Bitcoin is at a death cross moment again. Photo / Bloomberg
Bitcoin is at a death cross moment again. Photo / Bloomberg
People who do so-called "technical analysis" on the pricing charts of stocks and other financial markets have a lot of funny names for things.
There's the "dead cat bounce," a "reverse hockey stick," a "diamond top" or a "spinning top candle stick pattern" and plenty of other bewildering jargon. Thecolourful array of terms are meant to denote something supposedly significant, and in turn signal a potential near-term future.
This week analysts have been making noise about bitcoin approaching one of these pseudoscientific warnings: a dreaded "death cross".
So what does this mean?
A death cross is a bearish term associated with a downward market trend and occurs when the 50-day (short-term) moving average of a stock price crosses below the 200-day (long-term) moving average.
For a dedicated chartist, the death cross means things are heading south.

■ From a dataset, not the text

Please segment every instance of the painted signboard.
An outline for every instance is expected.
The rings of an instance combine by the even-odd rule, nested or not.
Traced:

While many cryptocurrency investors don't follow technical analysis, the popularity of bitcoin and other cryptocurrencies means people have brought to bear this sort of analysis on the market.
"This chart continues to suggest to me that we could see bitcoin go all the way back below US$1,000 ($1,390) per bitcoin," Bloomberg TV anchor and analyst Abigail Doolittle said this week.

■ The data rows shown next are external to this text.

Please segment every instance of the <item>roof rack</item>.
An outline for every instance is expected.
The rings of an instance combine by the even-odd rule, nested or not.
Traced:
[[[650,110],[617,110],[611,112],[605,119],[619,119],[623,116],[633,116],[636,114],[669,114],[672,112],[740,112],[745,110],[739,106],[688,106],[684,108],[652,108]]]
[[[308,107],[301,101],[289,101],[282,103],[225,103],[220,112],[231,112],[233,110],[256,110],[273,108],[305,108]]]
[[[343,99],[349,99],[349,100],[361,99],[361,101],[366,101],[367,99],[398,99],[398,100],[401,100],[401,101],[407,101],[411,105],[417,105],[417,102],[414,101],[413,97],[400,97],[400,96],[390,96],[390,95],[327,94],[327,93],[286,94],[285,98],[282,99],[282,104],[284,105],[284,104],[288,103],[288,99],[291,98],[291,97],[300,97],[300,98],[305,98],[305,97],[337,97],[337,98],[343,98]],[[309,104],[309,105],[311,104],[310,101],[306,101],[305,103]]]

Her colleague Mike McGlone, a commodities strategists, agreed saying: "The death cross kind of scares me. The market is turning now."

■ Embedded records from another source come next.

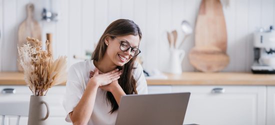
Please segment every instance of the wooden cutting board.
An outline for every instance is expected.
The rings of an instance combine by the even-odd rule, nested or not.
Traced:
[[[36,38],[41,40],[41,30],[38,22],[34,18],[34,6],[33,4],[26,5],[27,16],[23,21],[18,29],[18,46],[20,48],[22,44],[26,44],[26,38],[28,36]],[[19,72],[23,72],[23,68],[19,63],[19,56],[18,56],[17,67]]]
[[[190,64],[204,72],[218,72],[229,63],[227,34],[220,0],[202,0],[195,28],[195,47],[189,54]]]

In any case, it hasn't been a good year for bitcoin after its meteoric rise late last year.
"There's been a definitive shift over the past couple of months after the bubble activity at the end of 2017," Paul Day, a technical analyst at Market Securities Dubai told Bloomberg last week.
He is predicting a 76 per cent tumble from late February highs that would take the cryptocurrency under US$3,000.
However while technical analysis has some avid followers, it's far from reliable.
The last time the death cross pattern occurred for bitcoin was in September 2015. After that time, the bitcoin price rallied from around US$230 to US$500 by early November that year.